The US Defense Department on Wednesday said the coordination between Iraqi government and Kurdish Peshmerga forces in the battle to free Mosul city of Iraq from the Islamic State (IS) is very good.
Some 18,000 soldiers from Iraq's central army and 10,000 troops from the country's Kurdistan region were converging on the IS stronghold city of Mosul, where it is believed that around 5,000 jihadist fighters remain, Efe news quoted Pentagon spokesman Jeff Davis as saying.
"The level of coordination and cooperation we have seen between the Kurds and the (Iraqi security forces) has been very good," Davis said, adding "they're working together very well, collaborating just the way we would want them to".
Davis dismissed the possibility that 100 to 200 US soldiers deployed in the area to provide intelligence and guidance would enter the offensive.
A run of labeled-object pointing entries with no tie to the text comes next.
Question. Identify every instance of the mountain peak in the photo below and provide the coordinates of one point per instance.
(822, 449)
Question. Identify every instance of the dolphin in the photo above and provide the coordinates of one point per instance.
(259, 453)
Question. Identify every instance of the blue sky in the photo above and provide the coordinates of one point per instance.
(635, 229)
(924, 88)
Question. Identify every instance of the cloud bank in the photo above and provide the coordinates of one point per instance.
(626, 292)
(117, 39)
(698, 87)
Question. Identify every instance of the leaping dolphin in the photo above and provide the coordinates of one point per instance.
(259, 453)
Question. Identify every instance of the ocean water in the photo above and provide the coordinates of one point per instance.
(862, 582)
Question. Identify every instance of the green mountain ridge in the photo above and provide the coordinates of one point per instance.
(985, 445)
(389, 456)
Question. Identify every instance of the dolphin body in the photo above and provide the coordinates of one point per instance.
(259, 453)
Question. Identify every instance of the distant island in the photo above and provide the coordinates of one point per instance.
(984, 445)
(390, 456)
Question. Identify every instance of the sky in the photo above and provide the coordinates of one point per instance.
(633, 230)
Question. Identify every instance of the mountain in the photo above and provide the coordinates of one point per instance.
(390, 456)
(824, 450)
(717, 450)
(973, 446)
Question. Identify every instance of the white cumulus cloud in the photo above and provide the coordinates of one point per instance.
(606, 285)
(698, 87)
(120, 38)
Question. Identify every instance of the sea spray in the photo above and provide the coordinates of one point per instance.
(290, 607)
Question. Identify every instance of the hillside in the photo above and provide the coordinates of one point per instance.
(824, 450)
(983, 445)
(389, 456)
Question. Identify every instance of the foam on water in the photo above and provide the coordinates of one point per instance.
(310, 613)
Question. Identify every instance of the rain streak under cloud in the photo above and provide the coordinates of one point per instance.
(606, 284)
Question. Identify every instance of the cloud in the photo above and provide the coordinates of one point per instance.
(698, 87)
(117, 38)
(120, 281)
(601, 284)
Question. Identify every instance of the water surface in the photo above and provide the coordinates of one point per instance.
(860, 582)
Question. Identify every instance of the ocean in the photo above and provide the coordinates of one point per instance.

"To be clear, the thousands of combat forces that are going to liberate Mosul are Iraqis," he said, adding that the US military role was restricted to providing precision airstrikes against IS.
The spokesman reiterated US President Barack Obama's comments earlier that he was sure that Mosul would be liberated, although he could not specify when.
Several towns on the surrounding Mosul plains have been liberated by the advancing Iraqi forces.
Thick plumes of black smoke from burning tires and oil wells, lit by IS members to obscure their movements, were occasionally hampering air support.
There have also been reports of suicide bombers for the advancing Iraqi soldiers as well as incidents of civilians being dressed up in army attire and then executed on camera for propaganda purposes.
Davis noted, however, that the good progress achieved on the first day of the battle for Mosul.
The city, Iraq's second largest, has languished under IS control since it fell to the terrorist group in 2014.
It soon became the group's de facto Iraqi capital and it was from here that IS leader Abu Bakr al-Baghdadi declared a caliphate across the IS territories in Iraq and Syria.